Three major challenges stand out as the industry moves into the next year, according to Paktinat. The first is the rising cost of customer acquisition and retention. Even with healthy demand and digital marketing, expenses have climbed significantly. The upside, he noted, is that storage customers tend to stay longer once they move in, a dynamic supported by the flexibility of month-to-month leases.

On the policy front, Paktinat pointed to ongoing conversations about rent regulations. During the pandemic, several states introduced temporary restrictions on rent increases, and those discussions have continued in some markets. That potential legislation could limit operators’ ability to manage pricing in real time. The third challenge is a more conservative capital environment, which is likely to persist into next year. “In 2026, we expect tighter and more granular underwriting,” Paktinat said, adding that the focus will be on making the right deals.


READ ALSO: What Investors Should Know About Self Storage


Byerly echoed the same challenges, while also emphasizing the broader economic headwinds, particularly the ripple effects of tariffs. He warned that the full impact of those costs has yet to be felt. “It’s not sustainable for companies not to pass those costs through to consumers,” he said.

Meanwhile, historically, asking rents remain below recent peaks, closer to 2016–2017 levels, a reflection of how macroeconomic uncertainty continues to weigh on pricing power. “We need clarity on the overall economy, a confident consumer and a housing market that stabilizes in pricing, interest rates and transaction volume. From a storage perspective, that will work itself out if we can figure out the macro side,” Byerly noted.

The industry’s current challenges have, in many ways, set the stage for a more disciplined and deliberate year ahead. After a period of recalibration, operators are entering 2026 with a clearer understanding of what sustainable growth looks like and what it will take to achieve it.

What to expect

Industry leaders agree that self storage has matured into a sector capable of sustaining itself even amid headwinds. Much of that confidence stems from the same enduring factors that have long supported its resilience: life events that continue to drive demand regardless of economic swings.
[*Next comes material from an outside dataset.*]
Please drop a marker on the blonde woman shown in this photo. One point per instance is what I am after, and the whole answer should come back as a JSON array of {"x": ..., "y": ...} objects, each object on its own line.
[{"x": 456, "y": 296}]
Tice is convinced that the sector’s durability will hold through 2026, underpinned by strong demographic tailwinds. What will keep growth steady is “the demographic realities of prime age cohorts who continue to seek convenience, mobility and storage solutions that meet evolving lifestyles.”


READ ALSO: What’s Hot in Self Storage Design Today?


Meanwhile, Ressler expects growth to be moderate but resilient, with a continued focus on revenue management, tenant retention and technology-enabled operations. The broader economic climate and the Federal Reserve’s recent rate cuts should further support stabilization.

The self storage facility located at 2500 Campbell Place, Carlsbad, Calif.
This self storage facility located at 2500 Campbell Place in Carlsbad, Calif., is part of a portfolio acquisition made earlier in 2025 by Westport Properties. Image courtesy of Cushman & Wakefield

Still, slower growth isn’t necessarily a drawback. Paktinat sees value in moderation.

“The fundamentals are going to be steady, maybe flat to modest—nothing crazy on the revenue growth side,” he said. “And that’s going to allow us to continue a disciplined approach, adding premium-quality facilities.” Long-term, he remains bullish on the sector’s trajectory.

From a macro perspective, the outlook does remain healthy, with fewer structural risks than many other asset classes.

“I’m very bullish on self storage,” Byerly said. “There’s good long-term run and, as in all industries and economies, there are cycles. In real estate, we know cycles exist and we work through them. Sometimes they last a year, sometimes three to five years. You just don’t know what’s going to happen.”

This year’s industry reset has paved the way for steadier growth in 2026 and beyond, one built on fundamentals rather than frenzy.